Reis van Sint-Brandaan ed. 1997
Reis van Sint-Brandaan ed. 1999
Reis van Sint-Brandaan ed. 1994
Reis van Sint-Brandaan ed. 1976
De Reis van Sint-Brandaan
(anoniem) circa 1200 / circa 1400
[Diplomatische teksteditie: Herman Brinkman en Janny Schenkel (eds.), Het Comburgse handschrift – Hs. Stuttgart, Württembergische Landesbibliothek, Cod. poet. et phil. 2° 22 – Diplomatische editie. Band 2, Middeleeuwse Verzamelhandschriften uit de Nederlanden IV,2, Verloren, Hilversum, 1997, pp. 805-859 (tekst IV.1)]
[Diplomatische teksteditie: Herman Brinkman en Janny Schenkel (eds.), Het handschrift-Van Hulthem – Hs. Brussel, Koninklijke Bibliotheek van België, 15.589-623 – Diplomatische editie. Band 1, Middeleeuwse Verzamelhandschriften uit de Nederlanden VII,1, Verloren, Hilversum, 1999, pp. 111-158 (tekst 2)]
[Kritische teksteditie: W.P. Gerritsen, Soetje Oppenhuis de Jong en Willem Wilmink (eds./vert.), De Reis van Sint Brandaan – Een reisverhaal uit de twaalfde eeuw – Vertaald door Willem Wilmink – Ingeleid door W.P. Gerritsen – Met een uitgave van de Middelnederlandse tekst naar het Comburgse handschrift door een werkgroep van Utrechtse neerlandici onder leiding van W.P. Gerritsen en Soetje Oppenhuis de Jong (eindredactie). Nederlandse Klassieken, Prometheus/Bert Bakker, Amsterdam, 1994]
[Kritische teksteditie: M.C.A. van der Heijden (ed.), Een groot schat in een klein vat – Geestelijke vertelkunst uit de middeleeuwen. Spectrum van de Nederlandse Letterkunde – deel 2, Uitgeverij Het Spectrum, Utrecht-Antwerpen, 1976 (4 – eerste druk: 1968), pp. 183-264]
Auteur
De naam van de vertaler/bewerker van de Middelnederlandse tekst bleef anoniem.
Genre
Een reisverhaal in Middelnederlandse verzen.
Situering / datering
Deze tekst (2284 verzen) bleef bewaard in twee handschriften.
Deze twee tekstgetuigen vertonen onderling een aantal varianten. Wat bijvoorbeeld in C een ‘sirene’ genoemd wordt, heet in H een ‘merminne’.

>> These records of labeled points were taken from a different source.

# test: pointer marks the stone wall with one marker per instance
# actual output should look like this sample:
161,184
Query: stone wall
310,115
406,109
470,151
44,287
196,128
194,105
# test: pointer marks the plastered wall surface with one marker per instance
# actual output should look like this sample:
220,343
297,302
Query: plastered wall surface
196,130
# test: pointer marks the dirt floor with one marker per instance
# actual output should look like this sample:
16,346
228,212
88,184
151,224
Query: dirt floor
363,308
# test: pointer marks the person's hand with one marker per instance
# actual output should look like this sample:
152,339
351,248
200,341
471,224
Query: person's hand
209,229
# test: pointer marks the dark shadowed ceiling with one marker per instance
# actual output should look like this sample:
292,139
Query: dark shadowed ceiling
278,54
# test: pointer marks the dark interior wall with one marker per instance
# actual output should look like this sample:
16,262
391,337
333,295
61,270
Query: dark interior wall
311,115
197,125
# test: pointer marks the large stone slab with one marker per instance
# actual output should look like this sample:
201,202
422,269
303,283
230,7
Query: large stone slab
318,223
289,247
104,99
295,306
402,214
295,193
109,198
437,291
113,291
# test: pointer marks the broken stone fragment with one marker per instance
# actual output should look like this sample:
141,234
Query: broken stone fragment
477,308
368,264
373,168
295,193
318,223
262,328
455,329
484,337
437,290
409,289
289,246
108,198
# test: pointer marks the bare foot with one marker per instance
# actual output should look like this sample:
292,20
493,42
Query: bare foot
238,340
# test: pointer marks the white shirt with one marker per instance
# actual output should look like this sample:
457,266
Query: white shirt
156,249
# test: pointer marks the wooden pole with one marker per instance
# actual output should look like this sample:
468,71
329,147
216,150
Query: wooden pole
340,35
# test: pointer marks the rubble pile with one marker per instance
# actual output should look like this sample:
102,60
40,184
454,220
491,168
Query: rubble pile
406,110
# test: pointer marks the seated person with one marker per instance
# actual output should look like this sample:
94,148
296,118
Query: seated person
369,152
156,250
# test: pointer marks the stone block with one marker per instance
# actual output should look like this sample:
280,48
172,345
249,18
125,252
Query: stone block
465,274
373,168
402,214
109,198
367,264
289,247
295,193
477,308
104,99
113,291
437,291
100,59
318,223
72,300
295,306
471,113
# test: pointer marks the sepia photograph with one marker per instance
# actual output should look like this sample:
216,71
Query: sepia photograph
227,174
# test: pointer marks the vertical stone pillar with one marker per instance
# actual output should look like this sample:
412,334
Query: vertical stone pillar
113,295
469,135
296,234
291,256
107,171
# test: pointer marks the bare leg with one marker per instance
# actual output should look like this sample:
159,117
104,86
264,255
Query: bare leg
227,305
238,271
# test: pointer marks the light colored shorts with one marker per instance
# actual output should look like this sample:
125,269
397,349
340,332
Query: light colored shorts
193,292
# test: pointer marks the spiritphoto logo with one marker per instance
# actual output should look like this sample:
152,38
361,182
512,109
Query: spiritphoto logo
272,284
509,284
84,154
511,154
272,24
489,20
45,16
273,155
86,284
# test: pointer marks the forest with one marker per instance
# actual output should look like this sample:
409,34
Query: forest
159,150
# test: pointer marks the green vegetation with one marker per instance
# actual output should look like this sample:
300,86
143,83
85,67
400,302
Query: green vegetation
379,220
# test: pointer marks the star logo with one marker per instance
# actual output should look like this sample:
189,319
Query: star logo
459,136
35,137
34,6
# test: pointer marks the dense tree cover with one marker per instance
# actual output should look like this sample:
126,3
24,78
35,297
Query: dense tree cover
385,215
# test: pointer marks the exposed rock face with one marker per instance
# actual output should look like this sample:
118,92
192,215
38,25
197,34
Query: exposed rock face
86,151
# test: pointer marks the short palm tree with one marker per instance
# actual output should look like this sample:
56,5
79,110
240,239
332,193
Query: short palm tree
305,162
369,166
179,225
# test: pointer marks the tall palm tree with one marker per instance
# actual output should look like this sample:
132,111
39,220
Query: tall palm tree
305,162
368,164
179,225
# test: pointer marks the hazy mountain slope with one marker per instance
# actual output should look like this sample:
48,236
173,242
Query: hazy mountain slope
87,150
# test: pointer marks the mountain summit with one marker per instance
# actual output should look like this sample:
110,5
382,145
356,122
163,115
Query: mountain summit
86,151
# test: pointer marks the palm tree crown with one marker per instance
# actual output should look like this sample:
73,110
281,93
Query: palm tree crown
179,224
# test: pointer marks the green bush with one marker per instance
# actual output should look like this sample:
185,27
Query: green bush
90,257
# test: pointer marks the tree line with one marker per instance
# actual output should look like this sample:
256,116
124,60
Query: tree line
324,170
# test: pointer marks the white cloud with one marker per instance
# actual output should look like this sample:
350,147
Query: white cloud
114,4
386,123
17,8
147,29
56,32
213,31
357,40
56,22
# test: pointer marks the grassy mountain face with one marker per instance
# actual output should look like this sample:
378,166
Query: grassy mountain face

Naast de Middelnederlandse bewerking, overgeleverd in C en H, worden nog twee takken van overlevering onderscheiden. De eerste wordt vertegenwoordigd door een Hoogduits gedicht (M) van 1934 verzen, bewaard in een handschrift uit de veertiende eeuw, en een Nederduits gedicht (N) van 1165 verzen, bewaard in een handschrift uit de vijftiende eeuw. De tweede door een vijftiende-eeuwse bewerking in proza (P), overgeleverd in twee handschriften en in meer dan twintig drukken. De drie takken van overlevering gaan onafhankelijk van elkaar terug op een verloren gegaan Middelfrankisch (Rijnlands) origineel (O), dat vermoedelijk omstreeks 1150 geschreven werd. De Middelnederlandse bewerking staat het dichtst bij O. Aan de basis van al deze teksten ligt het Latijnse Navigatio Sancti Brendani Abbatis, waarvan meer dan honderd handschriften bewaard bleven en dat verwant lijkt met het Oudierse genre van de immram (letterlijk: rondroeiing, meervoud: immrama), vooral dan met de Immram Brenainn. Het is onzeker of deze Navigatio is ontstaan in de tiende eeuw in de buurt van Trier, of reeds rond 800 in Ierland [Klerk-Oppenhuis de Jong 1988: 46 (noot 6), ed. 1994: 145-148]. Strijbosch [1994b: 191] schrijft over de Latijnse versie: ‘The original was probably written in Lotharingia between the eighth end tenth centuries’.
Inhoud
De Ierse abt Brandaan leest een boek over de wonderen van de schepping maar gooit het boek geïrriteerd en ongelovig in het vuur. Waarop een engel hem van Godswege komt vermanen: hij moet een zeereis van negen jaar ondernemen en zo een nieuw boek schrijven waarin de wonderlijke zaken die hij tegenkomt, genoteerd worden. Hieronder een lijstje van deze wonderlijke zaken.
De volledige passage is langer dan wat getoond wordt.